Progressive changes of bladder function, histology, and molecular expression in male rats with partial bladder outlet obstruction

Kurobe M1, Takaoka E2, Mizoguchi S1, Saito T1, Gotoh D1, Cao N1, Alexandre E1, Miyazaki J2, Nishiyama H3, Yoshimura N1

Research Type

Pure and Applied Science / Translational

Abstract Category

Male Lower Urinary Tract Symptoms (LUTS) / Voiding Dysfunction

Abstract 557
E-Poster 3
Scientific Open Discussion Session 31
Friday 6th September 2019
13:30 - 13:35 (ePoster Station 1)
Exhibition Hall
Benign Prostatic Hyperplasia (BPH) Underactive Bladder Bladder Outlet Obstruction Basic Science Animal Study
1.University of Pittsburgh, 2.International University of health and welfare, 3.University of Tsukuba
Presenter
M

Masahiro Kurobe

Links

Abstract

Hypothesis / aims of study
Urinary frequency, urgency and urgency incontinence are common bothersome storage symptoms in men with partial bladder outlet obstruction (pBOO) due to BPH. Bladder function is altered following pBOO and often not completely be restored , even after the obstruction is relieved.  Although both sexes have been used for pBOO rat models, the female rat has been used more commonly because of the simpler anatomy and the absence of the accessory sex organs. In addition, most of the previous studies using male BOO rats evaluated only in early phase such as 2-6 weeks after pBOO production while functional, histological, and molecular expression changes in the chronic phase have not been well elucidated. Therefore, the purpose of this study was to investigate the progressive changes at different time points up to 12 months after pBOO using a male rat model, which is physiologically relevant with the pBOO condition in men with BPH.
Study design, materials and methods
A total of 68 adult male Sprague-Dawley rats (8-weeks old) were used. Rats were divided into: (1) sham operation group (N=20); (2) BOO 4 weeks group (N=20) [BOO 4w]; (3) BOO 12 weeks group (N=28) [BOO 12w]. BOO was produced under isoflurane anesthesia.

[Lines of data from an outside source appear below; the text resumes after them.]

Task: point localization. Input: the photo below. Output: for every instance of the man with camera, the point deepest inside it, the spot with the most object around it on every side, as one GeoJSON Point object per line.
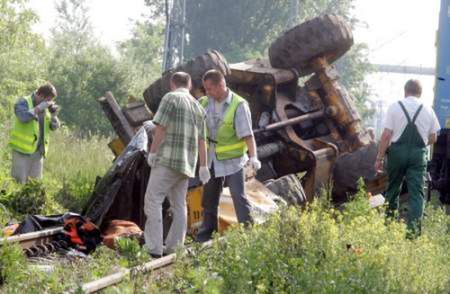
{"type": "Point", "coordinates": [34, 117]}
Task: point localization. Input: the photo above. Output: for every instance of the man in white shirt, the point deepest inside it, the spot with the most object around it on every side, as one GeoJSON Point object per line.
{"type": "Point", "coordinates": [409, 128]}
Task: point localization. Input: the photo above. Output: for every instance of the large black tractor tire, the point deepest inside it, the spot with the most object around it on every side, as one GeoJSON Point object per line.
{"type": "Point", "coordinates": [195, 67]}
{"type": "Point", "coordinates": [327, 35]}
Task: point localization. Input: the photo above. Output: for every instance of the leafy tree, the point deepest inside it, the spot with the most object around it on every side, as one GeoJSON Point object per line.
{"type": "Point", "coordinates": [22, 54]}
{"type": "Point", "coordinates": [82, 69]}
{"type": "Point", "coordinates": [141, 56]}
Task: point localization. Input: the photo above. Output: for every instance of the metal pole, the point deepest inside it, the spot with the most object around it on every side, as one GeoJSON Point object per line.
{"type": "Point", "coordinates": [167, 37]}
{"type": "Point", "coordinates": [183, 25]}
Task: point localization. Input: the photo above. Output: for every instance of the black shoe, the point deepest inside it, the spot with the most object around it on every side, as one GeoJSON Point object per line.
{"type": "Point", "coordinates": [155, 256]}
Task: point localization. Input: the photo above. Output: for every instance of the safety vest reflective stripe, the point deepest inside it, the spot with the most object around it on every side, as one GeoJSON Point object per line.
{"type": "Point", "coordinates": [225, 148]}
{"type": "Point", "coordinates": [21, 143]}
{"type": "Point", "coordinates": [24, 136]}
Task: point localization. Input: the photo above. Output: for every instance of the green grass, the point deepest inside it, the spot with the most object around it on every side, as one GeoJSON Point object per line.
{"type": "Point", "coordinates": [318, 249]}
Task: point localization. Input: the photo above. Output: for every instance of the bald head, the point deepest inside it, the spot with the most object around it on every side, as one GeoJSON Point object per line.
{"type": "Point", "coordinates": [413, 88]}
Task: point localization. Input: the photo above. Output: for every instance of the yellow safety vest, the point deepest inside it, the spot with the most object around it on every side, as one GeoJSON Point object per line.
{"type": "Point", "coordinates": [228, 145]}
{"type": "Point", "coordinates": [25, 136]}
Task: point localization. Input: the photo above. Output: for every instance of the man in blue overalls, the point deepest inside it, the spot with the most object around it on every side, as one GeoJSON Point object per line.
{"type": "Point", "coordinates": [409, 127]}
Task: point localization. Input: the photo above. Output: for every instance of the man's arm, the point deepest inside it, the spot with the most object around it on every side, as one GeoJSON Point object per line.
{"type": "Point", "coordinates": [251, 145]}
{"type": "Point", "coordinates": [54, 122]}
{"type": "Point", "coordinates": [22, 112]}
{"type": "Point", "coordinates": [432, 139]}
{"type": "Point", "coordinates": [202, 156]}
{"type": "Point", "coordinates": [160, 133]}
{"type": "Point", "coordinates": [385, 141]}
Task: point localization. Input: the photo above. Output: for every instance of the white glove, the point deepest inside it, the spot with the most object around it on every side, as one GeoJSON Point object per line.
{"type": "Point", "coordinates": [204, 174]}
{"type": "Point", "coordinates": [148, 126]}
{"type": "Point", "coordinates": [42, 106]}
{"type": "Point", "coordinates": [255, 163]}
{"type": "Point", "coordinates": [151, 159]}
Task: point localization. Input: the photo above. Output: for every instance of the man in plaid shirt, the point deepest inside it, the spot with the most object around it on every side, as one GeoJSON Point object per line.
{"type": "Point", "coordinates": [178, 137]}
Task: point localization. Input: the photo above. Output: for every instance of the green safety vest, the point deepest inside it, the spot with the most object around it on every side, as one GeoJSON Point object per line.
{"type": "Point", "coordinates": [25, 136]}
{"type": "Point", "coordinates": [228, 145]}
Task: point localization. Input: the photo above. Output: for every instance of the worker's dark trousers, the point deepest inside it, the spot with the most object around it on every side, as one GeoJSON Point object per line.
{"type": "Point", "coordinates": [210, 202]}
{"type": "Point", "coordinates": [407, 164]}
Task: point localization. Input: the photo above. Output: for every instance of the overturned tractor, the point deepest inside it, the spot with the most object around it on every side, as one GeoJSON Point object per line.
{"type": "Point", "coordinates": [314, 127]}
{"type": "Point", "coordinates": [307, 128]}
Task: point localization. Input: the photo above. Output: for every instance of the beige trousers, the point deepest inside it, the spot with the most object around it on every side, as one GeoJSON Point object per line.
{"type": "Point", "coordinates": [26, 166]}
{"type": "Point", "coordinates": [164, 182]}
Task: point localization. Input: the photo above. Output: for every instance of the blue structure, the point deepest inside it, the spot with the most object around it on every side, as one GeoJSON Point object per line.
{"type": "Point", "coordinates": [442, 87]}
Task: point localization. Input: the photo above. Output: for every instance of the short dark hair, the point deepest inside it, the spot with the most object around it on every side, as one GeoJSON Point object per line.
{"type": "Point", "coordinates": [180, 79]}
{"type": "Point", "coordinates": [47, 90]}
{"type": "Point", "coordinates": [214, 76]}
{"type": "Point", "coordinates": [413, 87]}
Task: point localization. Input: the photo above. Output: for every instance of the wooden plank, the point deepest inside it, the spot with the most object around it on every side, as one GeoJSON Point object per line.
{"type": "Point", "coordinates": [116, 146]}
{"type": "Point", "coordinates": [114, 113]}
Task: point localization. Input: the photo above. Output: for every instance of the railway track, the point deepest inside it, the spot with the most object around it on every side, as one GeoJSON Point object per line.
{"type": "Point", "coordinates": [42, 243]}
{"type": "Point", "coordinates": [38, 243]}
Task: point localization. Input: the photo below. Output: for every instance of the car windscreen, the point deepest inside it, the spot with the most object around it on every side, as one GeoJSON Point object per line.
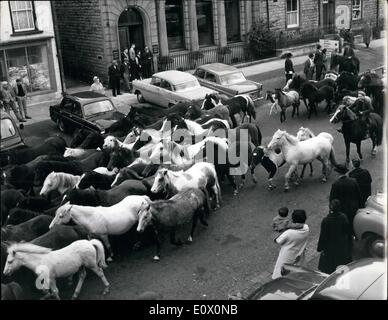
{"type": "Point", "coordinates": [186, 85]}
{"type": "Point", "coordinates": [232, 78]}
{"type": "Point", "coordinates": [97, 107]}
{"type": "Point", "coordinates": [8, 130]}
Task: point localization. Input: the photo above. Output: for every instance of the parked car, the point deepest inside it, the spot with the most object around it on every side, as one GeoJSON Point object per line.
{"type": "Point", "coordinates": [86, 110]}
{"type": "Point", "coordinates": [169, 87]}
{"type": "Point", "coordinates": [227, 80]}
{"type": "Point", "coordinates": [369, 225]}
{"type": "Point", "coordinates": [11, 137]}
{"type": "Point", "coordinates": [363, 279]}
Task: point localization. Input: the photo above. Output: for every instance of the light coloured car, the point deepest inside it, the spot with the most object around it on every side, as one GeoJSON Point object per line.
{"type": "Point", "coordinates": [169, 87]}
{"type": "Point", "coordinates": [369, 225]}
{"type": "Point", "coordinates": [227, 80]}
{"type": "Point", "coordinates": [363, 279]}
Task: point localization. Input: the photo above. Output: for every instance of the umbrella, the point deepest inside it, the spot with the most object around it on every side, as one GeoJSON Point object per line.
{"type": "Point", "coordinates": [285, 54]}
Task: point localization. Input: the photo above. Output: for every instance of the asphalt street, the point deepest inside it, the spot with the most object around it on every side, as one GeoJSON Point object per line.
{"type": "Point", "coordinates": [238, 243]}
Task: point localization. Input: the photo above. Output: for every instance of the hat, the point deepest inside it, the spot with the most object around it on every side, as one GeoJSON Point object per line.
{"type": "Point", "coordinates": [356, 162]}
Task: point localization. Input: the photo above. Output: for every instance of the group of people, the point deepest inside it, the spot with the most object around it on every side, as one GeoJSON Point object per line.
{"type": "Point", "coordinates": [15, 98]}
{"type": "Point", "coordinates": [134, 65]}
{"type": "Point", "coordinates": [347, 195]}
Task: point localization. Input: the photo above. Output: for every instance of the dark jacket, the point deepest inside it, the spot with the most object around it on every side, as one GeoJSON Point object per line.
{"type": "Point", "coordinates": [335, 242]}
{"type": "Point", "coordinates": [114, 72]}
{"type": "Point", "coordinates": [319, 59]}
{"type": "Point", "coordinates": [288, 65]}
{"type": "Point", "coordinates": [347, 191]}
{"type": "Point", "coordinates": [364, 180]}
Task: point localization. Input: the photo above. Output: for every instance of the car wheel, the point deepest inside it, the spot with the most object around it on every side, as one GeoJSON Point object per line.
{"type": "Point", "coordinates": [374, 246]}
{"type": "Point", "coordinates": [140, 97]}
{"type": "Point", "coordinates": [61, 126]}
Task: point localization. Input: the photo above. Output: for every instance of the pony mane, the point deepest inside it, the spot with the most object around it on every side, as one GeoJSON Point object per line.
{"type": "Point", "coordinates": [27, 247]}
{"type": "Point", "coordinates": [290, 138]}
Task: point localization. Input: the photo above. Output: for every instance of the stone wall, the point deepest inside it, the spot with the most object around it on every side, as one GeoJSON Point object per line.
{"type": "Point", "coordinates": [81, 38]}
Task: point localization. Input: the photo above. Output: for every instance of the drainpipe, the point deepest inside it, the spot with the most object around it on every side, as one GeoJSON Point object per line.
{"type": "Point", "coordinates": [58, 47]}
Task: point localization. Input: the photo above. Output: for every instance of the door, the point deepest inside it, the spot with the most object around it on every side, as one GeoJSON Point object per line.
{"type": "Point", "coordinates": [328, 7]}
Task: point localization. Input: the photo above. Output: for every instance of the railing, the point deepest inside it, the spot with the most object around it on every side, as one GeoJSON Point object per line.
{"type": "Point", "coordinates": [236, 53]}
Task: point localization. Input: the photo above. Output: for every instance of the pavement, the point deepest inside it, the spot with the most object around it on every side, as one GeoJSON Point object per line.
{"type": "Point", "coordinates": [39, 112]}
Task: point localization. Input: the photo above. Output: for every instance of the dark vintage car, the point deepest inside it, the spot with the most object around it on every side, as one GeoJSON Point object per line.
{"type": "Point", "coordinates": [227, 80]}
{"type": "Point", "coordinates": [85, 110]}
{"type": "Point", "coordinates": [363, 279]}
{"type": "Point", "coordinates": [11, 138]}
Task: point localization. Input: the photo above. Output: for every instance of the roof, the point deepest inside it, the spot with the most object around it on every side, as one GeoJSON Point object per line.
{"type": "Point", "coordinates": [219, 68]}
{"type": "Point", "coordinates": [175, 77]}
{"type": "Point", "coordinates": [87, 95]}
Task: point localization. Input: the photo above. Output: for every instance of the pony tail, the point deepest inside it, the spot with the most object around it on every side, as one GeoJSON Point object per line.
{"type": "Point", "coordinates": [100, 253]}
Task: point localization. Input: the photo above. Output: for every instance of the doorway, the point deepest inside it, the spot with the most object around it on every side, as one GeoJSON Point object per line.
{"type": "Point", "coordinates": [328, 14]}
{"type": "Point", "coordinates": [131, 29]}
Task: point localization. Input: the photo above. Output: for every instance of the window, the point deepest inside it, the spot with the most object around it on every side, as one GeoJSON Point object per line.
{"type": "Point", "coordinates": [22, 15]}
{"type": "Point", "coordinates": [356, 9]}
{"type": "Point", "coordinates": [7, 129]}
{"type": "Point", "coordinates": [174, 24]}
{"type": "Point", "coordinates": [232, 17]}
{"type": "Point", "coordinates": [94, 108]}
{"type": "Point", "coordinates": [210, 77]}
{"type": "Point", "coordinates": [200, 73]}
{"type": "Point", "coordinates": [31, 65]}
{"type": "Point", "coordinates": [292, 13]}
{"type": "Point", "coordinates": [205, 22]}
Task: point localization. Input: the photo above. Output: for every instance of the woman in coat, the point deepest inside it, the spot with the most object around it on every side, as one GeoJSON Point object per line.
{"type": "Point", "coordinates": [335, 239]}
{"type": "Point", "coordinates": [293, 243]}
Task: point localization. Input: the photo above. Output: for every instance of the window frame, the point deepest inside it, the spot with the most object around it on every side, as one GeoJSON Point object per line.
{"type": "Point", "coordinates": [23, 31]}
{"type": "Point", "coordinates": [357, 7]}
{"type": "Point", "coordinates": [297, 25]}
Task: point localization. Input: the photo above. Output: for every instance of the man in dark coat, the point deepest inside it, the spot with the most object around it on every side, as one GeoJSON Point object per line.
{"type": "Point", "coordinates": [114, 73]}
{"type": "Point", "coordinates": [364, 180]}
{"type": "Point", "coordinates": [335, 239]}
{"type": "Point", "coordinates": [319, 63]}
{"type": "Point", "coordinates": [288, 67]}
{"type": "Point", "coordinates": [347, 191]}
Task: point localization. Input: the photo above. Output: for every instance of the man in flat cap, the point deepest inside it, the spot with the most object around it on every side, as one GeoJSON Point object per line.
{"type": "Point", "coordinates": [363, 178]}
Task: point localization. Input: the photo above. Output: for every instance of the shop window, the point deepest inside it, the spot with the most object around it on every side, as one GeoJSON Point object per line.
{"type": "Point", "coordinates": [205, 22]}
{"type": "Point", "coordinates": [356, 9]}
{"type": "Point", "coordinates": [174, 24]}
{"type": "Point", "coordinates": [232, 16]}
{"type": "Point", "coordinates": [31, 65]}
{"type": "Point", "coordinates": [292, 13]}
{"type": "Point", "coordinates": [22, 15]}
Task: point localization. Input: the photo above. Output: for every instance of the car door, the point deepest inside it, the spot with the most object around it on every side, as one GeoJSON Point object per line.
{"type": "Point", "coordinates": [65, 111]}
{"type": "Point", "coordinates": [167, 97]}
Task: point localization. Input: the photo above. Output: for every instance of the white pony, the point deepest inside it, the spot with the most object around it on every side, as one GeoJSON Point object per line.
{"type": "Point", "coordinates": [76, 152]}
{"type": "Point", "coordinates": [297, 152]}
{"type": "Point", "coordinates": [102, 221]}
{"type": "Point", "coordinates": [200, 175]}
{"type": "Point", "coordinates": [183, 155]}
{"type": "Point", "coordinates": [49, 265]}
{"type": "Point", "coordinates": [59, 181]}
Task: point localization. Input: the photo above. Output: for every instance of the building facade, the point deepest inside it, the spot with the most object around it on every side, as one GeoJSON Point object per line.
{"type": "Point", "coordinates": [28, 48]}
{"type": "Point", "coordinates": [183, 33]}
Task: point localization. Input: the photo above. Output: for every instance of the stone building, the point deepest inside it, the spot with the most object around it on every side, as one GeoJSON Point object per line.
{"type": "Point", "coordinates": [28, 48]}
{"type": "Point", "coordinates": [183, 33]}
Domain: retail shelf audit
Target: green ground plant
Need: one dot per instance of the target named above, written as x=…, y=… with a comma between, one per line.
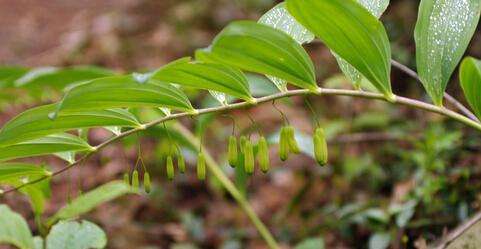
x=272, y=47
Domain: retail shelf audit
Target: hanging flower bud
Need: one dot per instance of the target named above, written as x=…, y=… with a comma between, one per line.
x=135, y=179
x=126, y=179
x=263, y=154
x=170, y=168
x=249, y=158
x=283, y=144
x=201, y=166
x=232, y=152
x=147, y=182
x=320, y=147
x=291, y=139
x=181, y=163
x=243, y=140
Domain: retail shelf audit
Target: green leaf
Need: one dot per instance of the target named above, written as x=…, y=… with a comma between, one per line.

After a lower abdominal incision, a 4-0 silk suture was placed around the urethra, including a metal rod with an outer diameter of 1.2mm placed extraluminally at the urethrovesical junction level proximal to the urethral fenestration [Ref.1].  After tying the suture, the rod was removed.  Sham operated animals were used as controls. At 4weeks (4w) or 12 weeks (12w) after inducing BOO, conscious rats were assessed by cystometrograms (CMG) with the urethral ligature intact. Saline solution was infused at 0.04–0.3 ml/min for approximately 1 h until rhythmic bladder contractions became stable. In this study, intercontraction intervals were adjusted to around 10-15 min intervals to evaluate the same number of voiding cycles because bladder capacity was variable following pBOO among animals.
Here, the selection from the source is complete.